Generación de descripciones con Bedrock

In [None]:
descriptions = []
for i in range(len(df)):
    fila = df.iloc[i]  
    
    ahorros = fila['Saving accounts'] if fila['Saving accounts'] else 'desconocido'
    cuenta_corriente = fila['Checking account'] if fila['Checking account'] else 'desconocido'
    mapa_trabajo = {0: 'no cualificado no residente', 1: 'no cualificado residente', 2: 'cualificado', 3: 'altamente cualificado'}
    desc_trabajo = mapa_trabajo.get(fila['Job'], 'desconocido')

    #Crear prompt
    prompt = f"""
    Genera UNA descripción concisa del perfil de riesgo crediticio para una persona con estas características en UNA linea, DETENIÉNDOTE después de aproximadamente 50 palabras:
    - Edad: {fila['Age']}
    - Sexo: {fila['Sex']}
    - Trabajo: {desc_trabajo}
    - Vivienda: {fila['Housing']}
    - Cuentas de ahorro: {ahorros}
    - Cuenta corriente: {cuenta_corriente}
    - Monto de crédito: {fila['Credit amount']} EUR
    - Duración: {fila['Duration']} meses
    - Propósito: {fila['Purpose']}

    Evalúa el riesgo crediticio en solo un párrafo corto, sin repeticiones ni preguntas, ni contenido adicional
    Al final indica si es “bad risk” o “good risk”,asegurando que la evaluación sea coherente con la clasificación, solo una de esas dos opciones, sin explicaciones adicionales.
    Si el riesgo crediticio es "moderado a alto" se tiene que clasificar como "bad risk" a menos que haya factores compensatorios fuertes (e.g., ahorros significativos).

    """

    body = json.dumps({
        "prompt": prompt,
        "temperature": 0.6,
        #"max_tokens": 100
    })
    try:
        response = bedrock.invoke_model(
            modelId='arn:aws:bedrock:us-east-1:004082821794:inference-profile/us.meta.llama3-2-90b-instruct-v1:0',
            contentType='application/json',
            accept='application/json',
            body=body
        )
        response_body = json.loads(response['body'].read())
        
        if 'generation' in response_body: 
            description = response_body['generation'].strip()
        else:
            description = "No se pudo extraer la descripción."
        #print(f"Respuesta completa para fila {i}: {description}")
        
        descriptions.append(description)
    except Exception as e:
        print(f"Error en fila {i}: {e}")
        descriptions.append("No se pudo generar la descripción.")
    time.sleep(1)

# Asignar las descripciones al DataFrame
df.loc[:, 'description'] = descriptions
df.to_excel('credit_risk_with_descriptions.xlsx', index=False)

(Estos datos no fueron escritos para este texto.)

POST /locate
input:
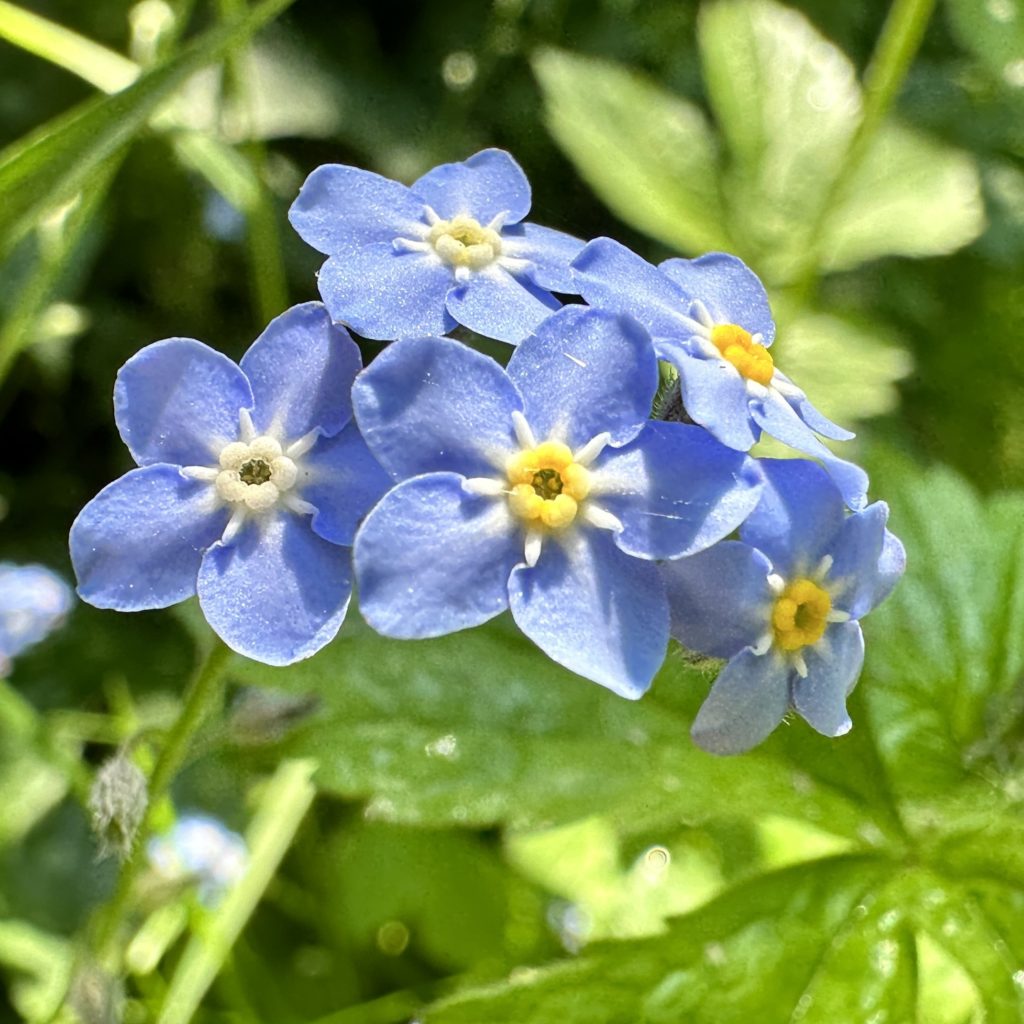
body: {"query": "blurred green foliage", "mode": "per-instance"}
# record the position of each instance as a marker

Clasificación y etiquetado

In [104]:
df = pd.read_excel('credit_risk_with_descriptions.xlsx')

def extraer_target(descripcion):
    if 'good risk' in descripcion.lower():
        return 'good risk'
    if 'buen riesgo' in descripcion.lower():
        return 'good risk'
    if 'bad risk' in descripcion.lower():
        return 'bad risk'
    if 'mal riesgo' in descripcion.lower():
        return 'bad risk'

df['target'] = df['description'].apply(extraer_target)

df.to_excel('credit_risk_labeled.xlsx', index=False)

In [106]:
#Distribución de clases
target_counts = df['target'].value_counts().sort_index()  # Contar 'good risk' y 'bad risk'
target_counts

target
bad risk     657
good risk    343
Name: count, dtype: int64

Preprocesamiento

In [None]:
from sklearn.preprocessing import OneHotEncoder
import numpy as np

df = pd.read_excel('credit_risk_labeled.xlsx')

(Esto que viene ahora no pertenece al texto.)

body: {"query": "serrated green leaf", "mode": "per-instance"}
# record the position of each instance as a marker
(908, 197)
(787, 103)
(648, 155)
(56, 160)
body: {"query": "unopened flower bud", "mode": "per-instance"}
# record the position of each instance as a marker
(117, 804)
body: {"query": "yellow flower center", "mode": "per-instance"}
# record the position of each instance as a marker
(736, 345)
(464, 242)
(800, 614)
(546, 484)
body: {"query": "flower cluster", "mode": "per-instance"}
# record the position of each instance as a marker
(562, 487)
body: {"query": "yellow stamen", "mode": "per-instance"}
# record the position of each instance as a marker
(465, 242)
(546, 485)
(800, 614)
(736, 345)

df['target'] = df['target'].map({'good risk': 0, 'bad risk': 1})

if df['Sex'].dtype == 'object':
    df['Sex'] = df['Sex'].map({'female': 0, 'male': 1})

df['Housing'] = df['Housing'].map({'free': 0, 'rent': 1, 'own': 2})

df['Saving accounts'] = df['Saving accounts'].map({
    'little': 0, 'moderate': 1, 'quite rich': 2, 'rich': 3
})

df['Checking account'] = df['Checking account'].map({
    'little': 0, 'moderate': 1, 'rich': 2
})

numeric_columns = ['Age', 'Sex', 'Job', 'Housing', 'Saving accounts', 'Checking account', 'Credit amount', 'Duration']
categorical_columns = ['Purpose']

X_numeric = df[numeric_columns].values

encoder = OneHotEncoder(sparse_output=False, handle_unknown='ignore')
X_categorical = encoder.fit_transform(df[categorical_columns])

X = np.hstack((X_numeric, X_categorical))
y = df['target'].values

numeric_names = numeric_columns
categorical_names = [f"{col}_{cat}" for col, cats in zip(categorical_columns, encoder.categories_) for cat in cats]
all_feature_names = numeric_names + categorical_names

X_df = pd.DataFrame(X, columns=all_feature_names)
final_df = pd.concat([ pd.Series(y, name='target'),X_df], axis=1)

train_df = final_df.sample(frac=0.8, random_state=42)
test_df = final_df.drop(train_df.index)

#Debemos verificar que la distribución de clases sea similar a la del dataset total, lo que reflejara la distribucion real del problema de riesgo crediticio
print("Proporcion de clases en la data de entrenamiento:", train_df["target"].value_counts())
print("Proporcion de clases en la data de prueba:", test_df["target"].value_counts())

train_df.to_csv('credit_risk_processed_train.csv', index=False, header=False)
test_df.to_csv('credit_risk_processed_test.csv', index=False, header=False)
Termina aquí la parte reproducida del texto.